- Monji Dolon came to the United States from Bangladesh when he was 5 years old
- As a senior in high school, he found that he was in legal limbo because of his immigration status
- Now 25, he still is in an immigration quagmire
- A think tank estimates that 2.1 million young immigrants are facing uncertain futures
It wasn't until his senior year of high school in North Carolina that Monji Dolon found out about his murky immigration status.
His family had emigrated from Bangladesh in 1991 when Dolon was 5 years old and since then Dolon, his mother and his brother have lived without legal residency in the United States.
Uncertain of what to check under "residency" on his college applications, Dolon learned at the age of 18 that he was in an ongoing battle to stay in the country he had grown up in.
"I remember having a huge sense of panic at the time," say Dolon, now 25.
The Department of Homeland Security announced reforms this year that would halt the deportations of young immigrants who pose no threat to security. It said it also would review almost 300,000 cases on an individual basis -- something it had not been done before.
Individuals without a criminal record are considered low priority for forced or immediate deportation. But without permanent relief, many like Monji Dolon are still in immigration limbo.
Both Dolon and his older brother, Sahid Limon, recently received a "stay of removal." This allows them to temporarily stay in the country but without an exact timeline or a plan of action.
"Once we heard about our stay of removal, I was happy but not really excited because I'm tired and it's not a permanent solution," Dolon says.
He is facing a situation that many young immigrants confront if their parents come to the U.S. illegally. Many say they don't have a clear map to becoming legal residents in the country they've grown up in. The Migration Policy Institute, a nonprofit think tank, estimates that more than 2.1 million adolescents and young adults are in this category.
Dolon and his brother came to the United States after their mother, Tahera Islam, felt it would be unsafe for them to stay in Bangladesh. She was an active member of an opposition party in Bangladesh and received several threats from the majority party supporters.
That's when she decided to seek political asylum elsewhere.

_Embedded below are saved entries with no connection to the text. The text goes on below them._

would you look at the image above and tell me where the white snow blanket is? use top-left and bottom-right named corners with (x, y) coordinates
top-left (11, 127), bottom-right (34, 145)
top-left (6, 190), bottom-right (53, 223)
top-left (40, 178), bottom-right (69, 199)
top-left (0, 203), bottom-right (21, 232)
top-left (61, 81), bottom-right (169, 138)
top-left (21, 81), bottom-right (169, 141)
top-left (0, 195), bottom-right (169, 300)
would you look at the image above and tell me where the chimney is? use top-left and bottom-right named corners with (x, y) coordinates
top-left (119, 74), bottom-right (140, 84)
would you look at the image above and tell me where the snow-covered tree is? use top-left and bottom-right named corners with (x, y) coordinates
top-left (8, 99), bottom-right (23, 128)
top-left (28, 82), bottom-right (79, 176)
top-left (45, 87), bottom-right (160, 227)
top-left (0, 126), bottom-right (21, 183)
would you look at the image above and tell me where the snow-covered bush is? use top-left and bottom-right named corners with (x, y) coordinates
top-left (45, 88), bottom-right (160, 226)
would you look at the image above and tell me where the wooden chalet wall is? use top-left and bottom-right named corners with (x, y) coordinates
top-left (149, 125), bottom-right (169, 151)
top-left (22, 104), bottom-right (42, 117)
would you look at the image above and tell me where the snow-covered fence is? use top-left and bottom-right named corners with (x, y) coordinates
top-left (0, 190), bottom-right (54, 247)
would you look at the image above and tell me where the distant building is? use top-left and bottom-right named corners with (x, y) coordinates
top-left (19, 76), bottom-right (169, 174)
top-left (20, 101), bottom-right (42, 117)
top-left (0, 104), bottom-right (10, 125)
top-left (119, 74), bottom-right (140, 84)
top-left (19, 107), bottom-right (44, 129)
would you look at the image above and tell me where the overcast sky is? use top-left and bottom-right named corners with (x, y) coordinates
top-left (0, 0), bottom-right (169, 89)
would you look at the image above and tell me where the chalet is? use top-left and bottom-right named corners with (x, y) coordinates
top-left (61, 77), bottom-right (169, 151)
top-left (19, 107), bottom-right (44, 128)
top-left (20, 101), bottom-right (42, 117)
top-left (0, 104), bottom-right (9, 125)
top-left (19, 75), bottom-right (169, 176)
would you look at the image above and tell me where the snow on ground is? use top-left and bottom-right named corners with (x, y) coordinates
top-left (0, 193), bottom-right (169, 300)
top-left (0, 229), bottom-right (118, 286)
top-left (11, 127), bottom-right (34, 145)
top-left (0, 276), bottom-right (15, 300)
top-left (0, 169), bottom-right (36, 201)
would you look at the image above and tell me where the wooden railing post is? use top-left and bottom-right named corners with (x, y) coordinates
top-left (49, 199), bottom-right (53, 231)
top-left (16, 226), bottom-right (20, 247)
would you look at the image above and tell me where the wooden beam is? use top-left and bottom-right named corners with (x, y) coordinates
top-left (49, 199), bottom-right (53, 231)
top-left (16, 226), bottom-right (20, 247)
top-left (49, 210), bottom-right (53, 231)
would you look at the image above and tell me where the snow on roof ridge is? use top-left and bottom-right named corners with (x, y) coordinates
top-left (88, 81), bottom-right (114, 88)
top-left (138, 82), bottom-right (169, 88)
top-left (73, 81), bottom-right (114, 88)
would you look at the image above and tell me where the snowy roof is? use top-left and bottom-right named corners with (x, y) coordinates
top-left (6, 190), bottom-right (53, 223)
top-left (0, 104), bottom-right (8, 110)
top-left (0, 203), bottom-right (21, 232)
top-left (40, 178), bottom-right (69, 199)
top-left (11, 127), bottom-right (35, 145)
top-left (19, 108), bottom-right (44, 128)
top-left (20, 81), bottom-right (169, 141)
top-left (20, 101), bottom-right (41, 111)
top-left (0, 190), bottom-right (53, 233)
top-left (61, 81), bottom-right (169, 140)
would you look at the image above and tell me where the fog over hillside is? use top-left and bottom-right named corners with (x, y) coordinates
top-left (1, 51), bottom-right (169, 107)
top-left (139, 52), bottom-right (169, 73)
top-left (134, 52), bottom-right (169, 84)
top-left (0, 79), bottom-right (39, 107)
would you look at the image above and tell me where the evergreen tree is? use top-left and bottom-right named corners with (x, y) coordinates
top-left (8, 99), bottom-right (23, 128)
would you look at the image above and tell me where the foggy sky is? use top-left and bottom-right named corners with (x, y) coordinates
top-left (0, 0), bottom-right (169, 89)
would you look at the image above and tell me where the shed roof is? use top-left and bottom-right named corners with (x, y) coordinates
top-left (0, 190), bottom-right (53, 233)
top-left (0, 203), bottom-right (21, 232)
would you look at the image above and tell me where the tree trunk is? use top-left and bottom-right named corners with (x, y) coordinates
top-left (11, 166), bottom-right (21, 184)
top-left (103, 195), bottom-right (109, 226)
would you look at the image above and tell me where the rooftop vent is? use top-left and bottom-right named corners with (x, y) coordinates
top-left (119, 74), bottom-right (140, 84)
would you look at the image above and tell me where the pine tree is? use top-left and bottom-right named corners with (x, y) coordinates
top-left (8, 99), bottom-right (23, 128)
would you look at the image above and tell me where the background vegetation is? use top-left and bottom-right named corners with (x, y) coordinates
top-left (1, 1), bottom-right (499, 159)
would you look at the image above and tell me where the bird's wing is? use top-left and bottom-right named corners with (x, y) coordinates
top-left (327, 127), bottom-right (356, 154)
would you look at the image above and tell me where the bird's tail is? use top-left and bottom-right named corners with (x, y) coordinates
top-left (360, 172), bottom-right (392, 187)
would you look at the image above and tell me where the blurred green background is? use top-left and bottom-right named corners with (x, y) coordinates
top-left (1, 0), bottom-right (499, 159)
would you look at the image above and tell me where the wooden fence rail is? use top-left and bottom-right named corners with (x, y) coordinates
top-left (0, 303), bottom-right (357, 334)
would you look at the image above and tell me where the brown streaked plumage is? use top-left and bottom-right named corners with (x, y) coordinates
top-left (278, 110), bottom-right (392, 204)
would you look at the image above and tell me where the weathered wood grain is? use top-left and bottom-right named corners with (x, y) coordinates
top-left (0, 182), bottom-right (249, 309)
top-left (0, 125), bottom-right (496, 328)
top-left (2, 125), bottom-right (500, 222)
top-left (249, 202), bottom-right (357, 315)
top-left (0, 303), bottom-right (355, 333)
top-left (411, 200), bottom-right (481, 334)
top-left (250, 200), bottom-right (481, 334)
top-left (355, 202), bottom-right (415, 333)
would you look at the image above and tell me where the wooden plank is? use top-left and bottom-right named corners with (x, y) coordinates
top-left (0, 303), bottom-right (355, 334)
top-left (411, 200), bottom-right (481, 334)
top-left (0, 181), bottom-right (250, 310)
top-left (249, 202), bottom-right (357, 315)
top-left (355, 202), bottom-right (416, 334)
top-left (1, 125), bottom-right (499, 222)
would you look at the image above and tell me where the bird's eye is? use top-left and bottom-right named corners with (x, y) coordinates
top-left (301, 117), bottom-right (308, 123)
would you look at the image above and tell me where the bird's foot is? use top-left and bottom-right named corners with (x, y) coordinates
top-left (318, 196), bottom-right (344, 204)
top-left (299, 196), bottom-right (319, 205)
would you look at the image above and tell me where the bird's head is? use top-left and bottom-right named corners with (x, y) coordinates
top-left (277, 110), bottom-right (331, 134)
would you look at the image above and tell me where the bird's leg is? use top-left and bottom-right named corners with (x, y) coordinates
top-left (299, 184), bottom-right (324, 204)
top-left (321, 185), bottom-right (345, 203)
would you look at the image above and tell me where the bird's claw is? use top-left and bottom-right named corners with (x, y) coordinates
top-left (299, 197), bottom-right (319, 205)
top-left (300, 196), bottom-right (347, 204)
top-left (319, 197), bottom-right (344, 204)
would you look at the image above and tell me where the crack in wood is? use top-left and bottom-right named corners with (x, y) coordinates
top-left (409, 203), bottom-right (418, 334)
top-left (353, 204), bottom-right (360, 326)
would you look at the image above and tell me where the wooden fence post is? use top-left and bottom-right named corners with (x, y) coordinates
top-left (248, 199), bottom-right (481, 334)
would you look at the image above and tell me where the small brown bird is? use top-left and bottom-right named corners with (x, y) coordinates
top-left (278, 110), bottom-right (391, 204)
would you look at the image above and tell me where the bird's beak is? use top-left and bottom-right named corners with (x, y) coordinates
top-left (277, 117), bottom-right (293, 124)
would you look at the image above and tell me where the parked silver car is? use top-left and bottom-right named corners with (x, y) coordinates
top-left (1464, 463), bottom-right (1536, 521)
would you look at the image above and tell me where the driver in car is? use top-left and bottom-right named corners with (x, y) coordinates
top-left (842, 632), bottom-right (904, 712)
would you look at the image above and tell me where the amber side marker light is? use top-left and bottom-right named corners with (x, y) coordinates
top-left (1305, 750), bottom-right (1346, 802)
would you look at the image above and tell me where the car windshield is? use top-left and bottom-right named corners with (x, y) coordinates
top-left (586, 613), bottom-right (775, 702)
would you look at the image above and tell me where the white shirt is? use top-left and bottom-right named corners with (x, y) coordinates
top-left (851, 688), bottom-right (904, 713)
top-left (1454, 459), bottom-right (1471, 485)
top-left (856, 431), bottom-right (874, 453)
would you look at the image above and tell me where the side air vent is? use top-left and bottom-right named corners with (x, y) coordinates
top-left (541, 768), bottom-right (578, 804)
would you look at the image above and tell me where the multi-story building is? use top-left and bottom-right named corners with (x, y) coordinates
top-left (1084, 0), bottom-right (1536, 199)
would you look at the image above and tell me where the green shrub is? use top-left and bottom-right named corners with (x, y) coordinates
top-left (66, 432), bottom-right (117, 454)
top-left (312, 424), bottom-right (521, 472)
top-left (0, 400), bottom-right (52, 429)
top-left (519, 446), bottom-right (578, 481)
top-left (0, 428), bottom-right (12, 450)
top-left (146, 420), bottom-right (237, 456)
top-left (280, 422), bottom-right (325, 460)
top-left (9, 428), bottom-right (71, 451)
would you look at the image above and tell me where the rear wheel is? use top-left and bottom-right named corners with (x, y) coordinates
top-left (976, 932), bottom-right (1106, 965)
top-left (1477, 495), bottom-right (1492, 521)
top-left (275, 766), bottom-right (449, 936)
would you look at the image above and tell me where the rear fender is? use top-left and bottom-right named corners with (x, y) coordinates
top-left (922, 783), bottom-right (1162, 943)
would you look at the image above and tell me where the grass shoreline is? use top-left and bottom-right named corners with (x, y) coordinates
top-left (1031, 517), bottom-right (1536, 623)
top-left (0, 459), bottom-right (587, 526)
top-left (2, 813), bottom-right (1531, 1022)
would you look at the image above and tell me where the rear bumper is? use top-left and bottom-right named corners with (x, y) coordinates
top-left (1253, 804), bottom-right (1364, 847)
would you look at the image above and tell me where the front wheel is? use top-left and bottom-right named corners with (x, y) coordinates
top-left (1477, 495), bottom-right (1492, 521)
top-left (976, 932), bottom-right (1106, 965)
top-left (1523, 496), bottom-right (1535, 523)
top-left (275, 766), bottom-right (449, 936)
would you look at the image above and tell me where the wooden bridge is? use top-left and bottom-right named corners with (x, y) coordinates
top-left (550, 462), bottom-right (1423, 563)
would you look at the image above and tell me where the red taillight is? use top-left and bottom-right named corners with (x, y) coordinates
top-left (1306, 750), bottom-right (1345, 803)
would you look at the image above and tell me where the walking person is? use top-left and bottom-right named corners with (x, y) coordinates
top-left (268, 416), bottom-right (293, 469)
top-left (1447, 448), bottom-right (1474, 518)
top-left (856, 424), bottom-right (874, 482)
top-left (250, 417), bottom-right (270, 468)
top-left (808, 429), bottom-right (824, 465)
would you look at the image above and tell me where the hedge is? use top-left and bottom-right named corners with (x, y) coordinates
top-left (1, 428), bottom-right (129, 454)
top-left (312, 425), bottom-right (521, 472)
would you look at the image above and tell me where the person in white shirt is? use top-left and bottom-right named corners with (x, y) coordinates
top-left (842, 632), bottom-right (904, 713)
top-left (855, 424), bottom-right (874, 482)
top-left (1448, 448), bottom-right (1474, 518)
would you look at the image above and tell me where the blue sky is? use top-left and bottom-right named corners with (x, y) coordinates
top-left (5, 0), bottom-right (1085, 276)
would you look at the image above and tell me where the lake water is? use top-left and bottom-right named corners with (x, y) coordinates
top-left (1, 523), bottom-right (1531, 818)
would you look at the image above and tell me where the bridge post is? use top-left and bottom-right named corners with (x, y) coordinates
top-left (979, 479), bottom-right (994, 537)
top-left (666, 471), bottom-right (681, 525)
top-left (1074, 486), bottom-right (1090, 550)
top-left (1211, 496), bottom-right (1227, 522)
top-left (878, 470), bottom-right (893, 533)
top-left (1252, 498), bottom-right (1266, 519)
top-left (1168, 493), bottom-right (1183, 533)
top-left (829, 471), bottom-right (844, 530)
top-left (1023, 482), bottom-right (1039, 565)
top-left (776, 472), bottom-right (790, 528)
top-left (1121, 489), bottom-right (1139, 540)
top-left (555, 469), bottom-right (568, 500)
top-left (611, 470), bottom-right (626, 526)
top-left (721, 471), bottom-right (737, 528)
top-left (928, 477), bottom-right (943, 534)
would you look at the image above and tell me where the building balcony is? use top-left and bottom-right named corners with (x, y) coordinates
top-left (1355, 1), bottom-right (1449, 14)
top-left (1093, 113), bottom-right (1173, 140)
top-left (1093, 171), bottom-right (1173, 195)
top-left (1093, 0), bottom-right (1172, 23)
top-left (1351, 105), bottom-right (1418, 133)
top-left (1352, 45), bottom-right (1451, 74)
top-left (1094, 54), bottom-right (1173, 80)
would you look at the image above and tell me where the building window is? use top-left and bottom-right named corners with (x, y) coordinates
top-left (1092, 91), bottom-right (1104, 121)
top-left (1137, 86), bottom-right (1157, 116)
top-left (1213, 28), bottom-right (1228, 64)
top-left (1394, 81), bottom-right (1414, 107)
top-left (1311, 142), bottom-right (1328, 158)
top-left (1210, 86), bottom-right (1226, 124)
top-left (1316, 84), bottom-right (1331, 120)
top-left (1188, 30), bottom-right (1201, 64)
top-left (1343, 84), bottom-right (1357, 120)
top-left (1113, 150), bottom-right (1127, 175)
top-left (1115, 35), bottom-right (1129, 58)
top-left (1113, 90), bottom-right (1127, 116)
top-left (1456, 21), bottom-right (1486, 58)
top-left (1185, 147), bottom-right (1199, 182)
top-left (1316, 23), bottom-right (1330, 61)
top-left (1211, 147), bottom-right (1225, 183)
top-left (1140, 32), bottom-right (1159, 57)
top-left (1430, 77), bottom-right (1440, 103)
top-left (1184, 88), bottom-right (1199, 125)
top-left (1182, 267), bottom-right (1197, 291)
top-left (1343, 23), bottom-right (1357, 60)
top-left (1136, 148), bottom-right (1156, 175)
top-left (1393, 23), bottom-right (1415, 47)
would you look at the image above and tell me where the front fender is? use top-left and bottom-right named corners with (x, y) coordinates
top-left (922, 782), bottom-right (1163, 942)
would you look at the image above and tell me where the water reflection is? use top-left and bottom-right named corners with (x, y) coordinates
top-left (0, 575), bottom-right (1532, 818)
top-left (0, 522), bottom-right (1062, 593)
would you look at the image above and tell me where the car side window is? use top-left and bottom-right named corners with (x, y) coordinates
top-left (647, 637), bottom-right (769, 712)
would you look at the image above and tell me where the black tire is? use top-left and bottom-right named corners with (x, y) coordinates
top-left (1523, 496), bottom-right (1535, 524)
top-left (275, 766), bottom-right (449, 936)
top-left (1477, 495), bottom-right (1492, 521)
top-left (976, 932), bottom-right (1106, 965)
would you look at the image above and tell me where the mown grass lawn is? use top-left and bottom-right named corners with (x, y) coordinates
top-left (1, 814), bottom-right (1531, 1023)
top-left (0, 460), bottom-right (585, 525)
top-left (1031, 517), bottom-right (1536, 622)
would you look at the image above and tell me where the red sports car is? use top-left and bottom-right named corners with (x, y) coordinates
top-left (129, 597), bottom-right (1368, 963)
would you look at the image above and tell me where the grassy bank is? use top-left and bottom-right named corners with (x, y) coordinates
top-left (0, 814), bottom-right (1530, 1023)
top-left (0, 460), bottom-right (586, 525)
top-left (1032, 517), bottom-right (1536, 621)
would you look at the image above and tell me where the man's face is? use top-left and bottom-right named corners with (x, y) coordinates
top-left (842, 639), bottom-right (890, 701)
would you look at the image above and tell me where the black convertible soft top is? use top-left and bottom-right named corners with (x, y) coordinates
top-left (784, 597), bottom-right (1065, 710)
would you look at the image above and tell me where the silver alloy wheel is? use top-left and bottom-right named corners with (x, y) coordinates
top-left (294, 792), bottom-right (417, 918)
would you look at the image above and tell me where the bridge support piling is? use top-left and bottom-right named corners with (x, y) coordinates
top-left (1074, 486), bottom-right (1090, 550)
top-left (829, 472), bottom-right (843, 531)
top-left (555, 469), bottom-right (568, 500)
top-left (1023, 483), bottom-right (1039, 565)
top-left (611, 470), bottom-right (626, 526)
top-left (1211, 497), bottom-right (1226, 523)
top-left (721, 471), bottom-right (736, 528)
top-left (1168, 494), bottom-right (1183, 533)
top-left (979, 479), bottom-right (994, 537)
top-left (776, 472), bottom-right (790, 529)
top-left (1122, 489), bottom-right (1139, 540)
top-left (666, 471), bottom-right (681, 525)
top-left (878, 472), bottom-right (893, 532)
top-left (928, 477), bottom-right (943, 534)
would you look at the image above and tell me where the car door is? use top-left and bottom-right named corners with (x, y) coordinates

"I wanted to go to a free country -- I was scared," she says.
Dolon says he didn't realize the seriousness of the situation until he received a rejection letter after applying at the University of North Carolina at Chapel Hill.
The letter said the university would be unable to admit him due to his immigration status. Determined to move forward, he met with university administrators, who finally agreed to admit him as an international student without any financial aid or scholarships.
Under ordinary circumstances, a student with Dolon's grades would qualify for financial aid and perhaps even scholarships. But any possibility he had for such was lost due to his residency status.
Since graduating from UNC in 2008, Dolon has been working as a freelance web designer and computer programmer. He says he's been unable to take on a fulltime job even though he's had several offers -- including one from a start-up in California's Silicon Valley -- because his immigration status wouldn't allow it.
Frustrated, Dolon wrote a letter to the office of Sen. Dick Durbin's, D-Illinois, describing his situation.
Durbin shared Dolon's story on the Senate floor earlier this year as a way to drum up support for the Dream Act -- an initiative that would legalize young immigrants who have been in the country for more than five years if they attend college or serve in the military.
Durbin alluded to Dolon's achievements and talent in the technology field saying "we could use people with Monji's talent in America."
By 2009, Dolon's family had already gone through four different lawyers to help them apply for legal status with no avail. Having spent tens of thousands of dollars in legal fees, and feeling like they had exhausted all of their resources, they made plans to leave for Bangladesh because they were constantly facing deportation notices.
As a final desperate attempt, Dolon's father, who had obtained residency years ago with a different visa than the rest of his family, decided to hire a lawyer in New York. The lawyer advised the family not to leave because it would complicate their chances of ever returning to the United States. With that, the family canceled their plane tickets -- losing half of the money -- and hired that lawyer.
Nine months later, the family received a letter from U.S. Citizenship and Immigration Services telling them that while immigration officials sympathized with their situation, they would be unable to take any legal action. In July 2011, Immigration and Customs Enforcement (ICE) officers took Sahid Limon into detention. He had no past criminal record and was eventually released a few weeks later and given the "stay of removal."
"The current immigration laws in the U.S. are one of many rules but little justice," says Marty Rosenbluth, a pro bono immigration lawyer in North Carolina who started working on Monji Dolon's case last summer.
"It's very difficult if not impossible for many people to get legal status."
Despite recent immigration reforms, Dolon and his family members live with the fear that they could be asked to leave at any time.
Dolon is currently freelancing with a start-up company in California as a web designer and programmer. He's been unable to accept an offered full-time position with the company because he hasn't been able to obtain a work visa.
As of now, Dolon's and Limon's "stay of removal" is set to expire next summer. It's uncertain whether or not they'll be able to renew it.
Though exhausted from the battle, Dolon says it would be very difficult to leave everyone he's ever known behind -- but adds that very little is in his hands.
"It's not something I can or could've fixed right now. It's something I've been trying to fight," he says.